Wednesday, March 19, 2008

Chapter 2 - from 1983

There was a jangling of nerves which matched the crash of the alarm. A near wet-dream that left Howie awake in a confused state of loose-ends. It would have been depressing, and left him dull for the morning, if he had not planned to be awake by 4:00 AM. Quietly down the stairs, feeling just a little excited because no one does this sort of thug. It was an idea. A kind of revenge on the stupid world. And the excitement would last for many weeks. Up the ass of the stupid world for not knowing anything about the world at four in the morning.

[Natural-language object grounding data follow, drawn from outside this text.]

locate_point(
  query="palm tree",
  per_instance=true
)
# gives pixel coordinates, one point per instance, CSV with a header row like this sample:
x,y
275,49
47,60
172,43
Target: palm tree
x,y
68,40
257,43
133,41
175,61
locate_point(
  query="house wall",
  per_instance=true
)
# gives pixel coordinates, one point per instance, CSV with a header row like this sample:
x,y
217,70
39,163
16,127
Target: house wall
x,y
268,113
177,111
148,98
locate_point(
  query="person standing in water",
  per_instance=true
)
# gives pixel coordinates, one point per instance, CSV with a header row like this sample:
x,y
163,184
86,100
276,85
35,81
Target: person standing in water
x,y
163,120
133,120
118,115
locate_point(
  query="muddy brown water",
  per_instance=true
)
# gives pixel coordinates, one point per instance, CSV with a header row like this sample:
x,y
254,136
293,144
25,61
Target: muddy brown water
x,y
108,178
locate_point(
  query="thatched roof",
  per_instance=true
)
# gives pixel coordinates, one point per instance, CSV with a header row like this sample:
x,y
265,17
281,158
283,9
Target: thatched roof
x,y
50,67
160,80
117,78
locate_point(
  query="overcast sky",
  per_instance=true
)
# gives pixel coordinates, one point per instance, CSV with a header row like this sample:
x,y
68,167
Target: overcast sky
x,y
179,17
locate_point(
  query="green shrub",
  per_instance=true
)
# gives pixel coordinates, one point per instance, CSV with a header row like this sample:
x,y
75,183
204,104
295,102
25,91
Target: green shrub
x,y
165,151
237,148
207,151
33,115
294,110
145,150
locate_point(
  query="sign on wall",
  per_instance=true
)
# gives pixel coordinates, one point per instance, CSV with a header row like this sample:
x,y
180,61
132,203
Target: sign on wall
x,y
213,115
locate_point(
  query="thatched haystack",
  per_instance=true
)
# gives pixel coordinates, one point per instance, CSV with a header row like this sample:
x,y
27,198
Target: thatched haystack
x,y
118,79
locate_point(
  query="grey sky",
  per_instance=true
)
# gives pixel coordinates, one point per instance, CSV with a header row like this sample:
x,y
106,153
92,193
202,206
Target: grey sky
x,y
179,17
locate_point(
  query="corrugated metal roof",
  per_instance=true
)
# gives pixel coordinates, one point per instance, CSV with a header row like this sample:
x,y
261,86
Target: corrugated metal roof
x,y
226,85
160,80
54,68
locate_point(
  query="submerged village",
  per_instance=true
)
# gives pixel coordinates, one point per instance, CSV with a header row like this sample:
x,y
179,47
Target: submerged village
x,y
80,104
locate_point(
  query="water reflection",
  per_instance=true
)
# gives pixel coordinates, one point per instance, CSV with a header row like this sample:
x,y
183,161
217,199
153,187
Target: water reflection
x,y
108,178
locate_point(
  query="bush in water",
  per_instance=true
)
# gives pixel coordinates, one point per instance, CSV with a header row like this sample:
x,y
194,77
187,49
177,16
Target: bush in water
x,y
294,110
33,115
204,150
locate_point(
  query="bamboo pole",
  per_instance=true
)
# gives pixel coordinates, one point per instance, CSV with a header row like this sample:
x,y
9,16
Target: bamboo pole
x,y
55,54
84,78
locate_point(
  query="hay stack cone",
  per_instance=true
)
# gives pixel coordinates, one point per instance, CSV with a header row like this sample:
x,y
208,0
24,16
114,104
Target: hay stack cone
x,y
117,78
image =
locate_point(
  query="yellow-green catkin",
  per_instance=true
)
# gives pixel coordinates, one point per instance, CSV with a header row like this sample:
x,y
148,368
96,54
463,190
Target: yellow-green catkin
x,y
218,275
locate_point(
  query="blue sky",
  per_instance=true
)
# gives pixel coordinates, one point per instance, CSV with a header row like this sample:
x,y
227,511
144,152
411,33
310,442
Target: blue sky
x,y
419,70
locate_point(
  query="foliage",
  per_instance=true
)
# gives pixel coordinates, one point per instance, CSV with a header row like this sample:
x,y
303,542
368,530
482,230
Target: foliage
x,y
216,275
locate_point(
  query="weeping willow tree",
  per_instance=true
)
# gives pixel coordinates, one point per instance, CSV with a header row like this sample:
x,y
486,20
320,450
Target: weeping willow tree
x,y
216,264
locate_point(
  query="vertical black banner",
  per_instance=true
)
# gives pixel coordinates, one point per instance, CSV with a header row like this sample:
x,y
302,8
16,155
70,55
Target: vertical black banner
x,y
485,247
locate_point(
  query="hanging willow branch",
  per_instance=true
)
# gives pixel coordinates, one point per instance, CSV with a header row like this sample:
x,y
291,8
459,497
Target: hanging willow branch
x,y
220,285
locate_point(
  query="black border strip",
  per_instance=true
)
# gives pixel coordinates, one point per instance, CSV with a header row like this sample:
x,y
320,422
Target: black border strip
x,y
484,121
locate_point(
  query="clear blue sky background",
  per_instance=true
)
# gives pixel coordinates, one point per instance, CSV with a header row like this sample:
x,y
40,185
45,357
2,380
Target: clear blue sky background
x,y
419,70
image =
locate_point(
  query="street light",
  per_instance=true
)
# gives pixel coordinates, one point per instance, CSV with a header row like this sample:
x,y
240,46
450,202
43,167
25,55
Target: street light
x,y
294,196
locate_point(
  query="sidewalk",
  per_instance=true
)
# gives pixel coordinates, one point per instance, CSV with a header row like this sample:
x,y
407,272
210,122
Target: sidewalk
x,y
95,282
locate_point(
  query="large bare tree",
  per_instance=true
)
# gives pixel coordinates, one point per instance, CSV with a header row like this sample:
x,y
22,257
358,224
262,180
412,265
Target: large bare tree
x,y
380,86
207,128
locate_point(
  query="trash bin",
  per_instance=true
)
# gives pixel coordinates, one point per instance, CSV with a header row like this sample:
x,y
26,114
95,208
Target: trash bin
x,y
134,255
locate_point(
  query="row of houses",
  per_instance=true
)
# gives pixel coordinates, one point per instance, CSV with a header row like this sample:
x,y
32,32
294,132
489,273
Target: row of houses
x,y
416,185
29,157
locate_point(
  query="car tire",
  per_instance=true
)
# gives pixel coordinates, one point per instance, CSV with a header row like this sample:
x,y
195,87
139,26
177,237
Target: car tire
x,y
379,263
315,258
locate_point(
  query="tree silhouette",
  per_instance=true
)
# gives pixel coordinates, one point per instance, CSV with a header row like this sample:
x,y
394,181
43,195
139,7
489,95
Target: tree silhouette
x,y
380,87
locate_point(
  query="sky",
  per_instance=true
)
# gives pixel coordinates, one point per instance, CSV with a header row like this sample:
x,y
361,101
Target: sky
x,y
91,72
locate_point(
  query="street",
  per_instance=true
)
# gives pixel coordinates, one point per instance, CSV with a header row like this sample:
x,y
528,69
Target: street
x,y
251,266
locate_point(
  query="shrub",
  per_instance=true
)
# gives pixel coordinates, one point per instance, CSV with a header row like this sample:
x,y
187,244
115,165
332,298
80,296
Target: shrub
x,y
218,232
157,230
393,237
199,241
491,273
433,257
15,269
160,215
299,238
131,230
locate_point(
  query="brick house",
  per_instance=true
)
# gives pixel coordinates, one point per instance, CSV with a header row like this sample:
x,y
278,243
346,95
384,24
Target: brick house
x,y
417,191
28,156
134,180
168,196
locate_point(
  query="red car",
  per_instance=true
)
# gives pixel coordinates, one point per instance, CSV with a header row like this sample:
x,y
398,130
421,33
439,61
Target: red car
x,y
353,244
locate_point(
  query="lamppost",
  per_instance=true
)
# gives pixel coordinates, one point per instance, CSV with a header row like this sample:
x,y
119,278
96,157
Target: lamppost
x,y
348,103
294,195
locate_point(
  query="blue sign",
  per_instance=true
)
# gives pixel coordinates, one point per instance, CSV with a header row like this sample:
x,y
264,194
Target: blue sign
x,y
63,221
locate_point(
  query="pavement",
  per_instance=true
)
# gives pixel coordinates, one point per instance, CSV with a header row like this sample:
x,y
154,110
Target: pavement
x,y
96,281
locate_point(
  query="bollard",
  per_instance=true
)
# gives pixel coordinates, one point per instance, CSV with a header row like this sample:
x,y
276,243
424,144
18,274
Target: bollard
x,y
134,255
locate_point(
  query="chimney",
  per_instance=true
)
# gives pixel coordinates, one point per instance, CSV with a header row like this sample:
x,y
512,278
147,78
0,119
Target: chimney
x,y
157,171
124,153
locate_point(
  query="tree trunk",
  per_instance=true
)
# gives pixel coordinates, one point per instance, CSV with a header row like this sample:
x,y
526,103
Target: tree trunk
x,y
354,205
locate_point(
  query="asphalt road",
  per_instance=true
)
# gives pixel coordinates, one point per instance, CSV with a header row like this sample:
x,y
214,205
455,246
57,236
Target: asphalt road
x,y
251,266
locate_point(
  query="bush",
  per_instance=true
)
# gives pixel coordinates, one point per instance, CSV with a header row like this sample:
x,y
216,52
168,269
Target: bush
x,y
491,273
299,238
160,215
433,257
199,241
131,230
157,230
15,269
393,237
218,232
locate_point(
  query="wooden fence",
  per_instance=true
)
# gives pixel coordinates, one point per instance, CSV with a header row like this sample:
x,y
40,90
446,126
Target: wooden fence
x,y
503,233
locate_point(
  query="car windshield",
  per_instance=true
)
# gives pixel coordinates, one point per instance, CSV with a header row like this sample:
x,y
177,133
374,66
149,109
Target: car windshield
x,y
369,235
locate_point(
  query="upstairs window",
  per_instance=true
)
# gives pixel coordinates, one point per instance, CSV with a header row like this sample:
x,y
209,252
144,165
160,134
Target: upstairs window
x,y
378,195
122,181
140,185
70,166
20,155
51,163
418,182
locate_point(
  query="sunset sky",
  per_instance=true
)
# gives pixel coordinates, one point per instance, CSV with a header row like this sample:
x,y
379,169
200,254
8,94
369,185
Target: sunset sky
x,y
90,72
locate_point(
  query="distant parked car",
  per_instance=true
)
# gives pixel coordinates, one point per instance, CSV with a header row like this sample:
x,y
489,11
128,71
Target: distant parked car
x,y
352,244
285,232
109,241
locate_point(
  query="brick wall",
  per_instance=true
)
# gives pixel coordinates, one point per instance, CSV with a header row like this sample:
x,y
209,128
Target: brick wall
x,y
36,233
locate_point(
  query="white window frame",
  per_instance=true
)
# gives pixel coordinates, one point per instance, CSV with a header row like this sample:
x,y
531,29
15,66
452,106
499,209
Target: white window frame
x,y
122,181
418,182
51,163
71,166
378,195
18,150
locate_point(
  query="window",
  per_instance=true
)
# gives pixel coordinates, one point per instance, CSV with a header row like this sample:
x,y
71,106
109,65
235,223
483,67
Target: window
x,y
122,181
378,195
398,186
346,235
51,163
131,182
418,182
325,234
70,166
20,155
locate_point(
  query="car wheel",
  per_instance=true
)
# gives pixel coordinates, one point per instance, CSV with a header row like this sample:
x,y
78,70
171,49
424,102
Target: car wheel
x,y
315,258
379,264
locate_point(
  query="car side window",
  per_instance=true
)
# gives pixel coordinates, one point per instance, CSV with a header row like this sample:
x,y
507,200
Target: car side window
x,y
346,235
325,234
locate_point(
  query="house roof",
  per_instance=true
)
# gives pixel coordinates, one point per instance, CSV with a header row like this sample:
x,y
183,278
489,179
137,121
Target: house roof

To the basement, where he would pump up the tires as well as his awareness. Feeling that paradoxical lethargy that couldn't grip a pencil, but can force great strokes into a pump until the fingers, too, regain their awakened state. In his bicycling shorts. He would ride hard until the morn­ing chill was gone. He laced up the pointy shoes that looked like ballerina slippers and stumbled out the door on his heels so as not to make noise with the metal cleats that were fixed under the balls of his feet for gripping the pedals.

It was incredibly barren at four in the morning. Not the barrenness of a late drunk, when the world has gone to sleep, but the barrenness of a still world about to arise. He usually passed only a couple of cars before reaching the country-side. The dawn would stop him dead on the side of the road. From a hilltop, with nothing but drive -- or escape -- in his stomach, he would hallucinate the rosy dawn. Ail tired from the ride and the chill, when his breathing began to calm itself and the wonderful calm of fatigue would settle into his limbs -- then the world would awaken, and he too felt renewed.

The true night-time occurred in school. He would have showered and eaten his breakfast in time to be just late for the bell. There were nightmares of falling asleep as his name was being called. There was the impossibility of tell­ing anyone who he was. When his name was called, he usually had the right answer. That was from the desperate discipline he had evolved for taking stock of the immediate situation. The learning was painfully simple, and he had no energy to delve beyond the requirements of the moment. A quick mind developed to escape the drudgery of having to work on the solution. It was just those right answers which also made it impossible for him to identify himself. He was impossibly square. Bicycle riding in the morning is like reading Shake­speare at lunch. That was the nature of high-school.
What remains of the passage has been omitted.